Something must yield in order to reconcile the different parts of the chapter, and both the history of legislation and considerations of justice convince us that, if the provisions for sale apply at all, they are subordinate to the rights of the mortgagee. The provisions for sale go back to the St. of 1822, c. 93. At that time mortgaged personal property was not subject to attachment. In 1829 attachment of such property was permitted, but on the express condition that the mortgagee should first be paid or tendered the full amount of his demand. St. 1829, c. 124, § 2. At this time, therefore, there could be no question as to selling perishable property before the mortgagee was paid. At this time, also, so far as we know, there were no provisions for *37the recording of mortgages, which seems first to have been introduced by the St. of 1832, c. 157, and it was assumed that the property would be in the mortgagee’s hands, as appears by the language of the act of 1829, (§ 1, the mortgagee “ shall deliver over the property,” and § 2, “ mortgagee, pledgee, or holder,”) and of the note by the Commissioners to the Rev. Sts. c. 90, § 69, “ when he finds his pledge taken from him.” It follows that the mortgagee was assumed to know of the attachment as soon as it was made. The Revised Statutes (c. 90, § 78 et seq.) in their revision of the act of 1829 make the same assumption, notwithstanding the fact that in the mean time recording had been provided as a substitute for possession. Making this assumption, the revisers, instead of keeping the condition precedent that the mortgagee should be paid, contented themselves with providing that the attachment should be dissolved and the property restored, and that the attaching creditor should be liable for any damages, etc., unless the amount of the mortgage debt was paid or tendered within twenty-four hours after the mortgagee, pawnee, or holder had demanded payment and rendered a just and true account of the debt. Rev. Sts. c. 90, § 79. Commissioners’ note to § 69. Certainly, after reading the acts and notes which we have cited, it is hard to believe that thus far it ever had been supposed that mortgaged chattels could be sold by the attaching officer, and it is quite incredible that there was any power to override by a sale the mortgagee’s right to a return. Evidently it was expected that the mortgagee would be paid, or would receive back his pledge, in a very short time after the attachment.

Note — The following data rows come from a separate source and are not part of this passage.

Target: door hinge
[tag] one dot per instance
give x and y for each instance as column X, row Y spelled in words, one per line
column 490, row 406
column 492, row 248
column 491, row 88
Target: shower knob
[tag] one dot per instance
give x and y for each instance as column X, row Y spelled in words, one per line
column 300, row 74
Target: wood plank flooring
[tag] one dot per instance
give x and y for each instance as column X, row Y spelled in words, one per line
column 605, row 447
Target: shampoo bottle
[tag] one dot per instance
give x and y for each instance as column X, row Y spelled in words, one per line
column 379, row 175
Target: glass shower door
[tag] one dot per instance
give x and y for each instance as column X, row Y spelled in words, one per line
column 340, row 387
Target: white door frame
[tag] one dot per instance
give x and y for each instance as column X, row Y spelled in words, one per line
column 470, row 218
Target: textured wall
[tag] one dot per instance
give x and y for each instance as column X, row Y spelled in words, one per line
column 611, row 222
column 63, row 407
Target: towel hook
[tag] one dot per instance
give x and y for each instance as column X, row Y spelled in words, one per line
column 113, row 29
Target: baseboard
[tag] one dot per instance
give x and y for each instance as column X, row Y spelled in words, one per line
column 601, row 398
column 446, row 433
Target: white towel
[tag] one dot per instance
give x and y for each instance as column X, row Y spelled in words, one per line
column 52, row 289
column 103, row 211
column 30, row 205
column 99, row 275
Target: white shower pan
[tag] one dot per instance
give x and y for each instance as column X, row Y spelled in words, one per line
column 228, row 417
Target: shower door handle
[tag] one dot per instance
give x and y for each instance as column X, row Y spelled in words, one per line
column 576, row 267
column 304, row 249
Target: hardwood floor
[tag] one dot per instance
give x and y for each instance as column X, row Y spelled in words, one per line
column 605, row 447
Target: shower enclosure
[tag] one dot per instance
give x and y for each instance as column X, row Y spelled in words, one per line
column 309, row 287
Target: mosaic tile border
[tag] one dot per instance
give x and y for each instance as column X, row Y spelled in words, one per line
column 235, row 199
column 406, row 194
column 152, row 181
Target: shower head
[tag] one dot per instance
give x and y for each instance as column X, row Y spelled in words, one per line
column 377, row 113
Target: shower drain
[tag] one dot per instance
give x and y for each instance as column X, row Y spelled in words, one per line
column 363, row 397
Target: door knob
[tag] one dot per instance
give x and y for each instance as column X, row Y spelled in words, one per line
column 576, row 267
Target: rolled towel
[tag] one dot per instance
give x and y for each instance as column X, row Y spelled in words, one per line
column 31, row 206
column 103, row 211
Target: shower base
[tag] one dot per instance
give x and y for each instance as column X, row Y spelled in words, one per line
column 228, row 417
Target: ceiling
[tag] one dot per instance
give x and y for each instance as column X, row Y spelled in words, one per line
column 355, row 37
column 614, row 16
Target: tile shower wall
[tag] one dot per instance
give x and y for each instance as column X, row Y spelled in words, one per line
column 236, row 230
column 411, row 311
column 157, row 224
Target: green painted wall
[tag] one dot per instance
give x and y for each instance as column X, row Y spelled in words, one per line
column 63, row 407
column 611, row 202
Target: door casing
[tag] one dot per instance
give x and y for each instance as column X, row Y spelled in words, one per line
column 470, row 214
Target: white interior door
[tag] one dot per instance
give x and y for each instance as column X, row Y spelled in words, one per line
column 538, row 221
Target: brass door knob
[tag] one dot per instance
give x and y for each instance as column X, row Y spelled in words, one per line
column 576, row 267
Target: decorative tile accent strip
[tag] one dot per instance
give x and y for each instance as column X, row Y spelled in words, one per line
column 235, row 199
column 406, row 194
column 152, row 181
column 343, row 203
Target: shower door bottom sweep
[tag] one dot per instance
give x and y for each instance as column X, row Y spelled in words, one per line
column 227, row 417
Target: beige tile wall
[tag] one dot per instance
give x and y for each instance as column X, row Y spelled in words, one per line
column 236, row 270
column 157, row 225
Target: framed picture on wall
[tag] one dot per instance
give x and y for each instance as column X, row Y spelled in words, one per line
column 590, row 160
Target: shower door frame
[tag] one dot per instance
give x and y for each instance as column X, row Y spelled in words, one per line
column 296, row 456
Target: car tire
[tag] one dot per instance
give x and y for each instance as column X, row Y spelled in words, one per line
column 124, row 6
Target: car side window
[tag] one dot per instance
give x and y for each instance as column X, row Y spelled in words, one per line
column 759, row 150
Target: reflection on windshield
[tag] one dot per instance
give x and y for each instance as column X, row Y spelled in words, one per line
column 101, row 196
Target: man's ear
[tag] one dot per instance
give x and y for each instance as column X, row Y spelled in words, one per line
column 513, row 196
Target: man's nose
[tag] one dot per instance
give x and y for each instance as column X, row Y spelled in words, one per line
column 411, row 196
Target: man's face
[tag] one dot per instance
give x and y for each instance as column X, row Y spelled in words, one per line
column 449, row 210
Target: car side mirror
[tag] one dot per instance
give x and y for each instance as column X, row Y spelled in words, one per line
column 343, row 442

Next came the act of 1844. St. 1844, c. 148, §§ 2-6. Gen. Sts. c. 123, §§ 67-71. Pub. Sts. c. 161, §§ 79-83. This provides for attachment of mortgaged property in the hands of the mortgagor, and allows the mortgagee to be summoned as trustee and questioned as to the bona fides of the mortgage. Under this statute the mortgagee has not the right to payment within ten days, but must await the determination of the validity of his mortgage and of the amount due upon it. Martin v. Bayley, 1 Allen, 381, 383. But when the amount is determined, the statute says, in terms, as the Public Statutes still say, that unless it is paid the attachment shall be void and the property *38restored. St. 1844, c. 148, § 3. When the act of 1844 was passed, even if the existing provisions for sale applied to mortgaged property, this sweeping provision of § 3 plainly overrode them and governed every attachment made under the act. But if that was its construction then, that is still its construction, notwithstanding its codification in the General Statutes and the Public Statutes. Wright v. Dressel, 140 Mass. 147, 149. It is under this act as codified that the plaintiff proceeded.

It may be said that our construction renders the right to attach mortgaged perishable property in this manner of little value, as it either takes away or makes impracticable and valueless the right to sell the goods attached. Very possibly this is true. But there is no justice in extending the hardships which a debtor may have to suffer at the hands of a creditor, to a stranger to the suit, who has a paramount lien on the property. The first consideration is to protect him, and to that the right of attaching his mortgagor’s property must yield.

The computation of interest on the notes after maturity at the rate stipulated before maturity, notwithstanding the attachment, was according to the decisions in this State. Union Institution for Savings v. Boston, 129 Mass. 82. Lamprey v. Mason, 148 Mass. 231, 235. Exceptions overruled.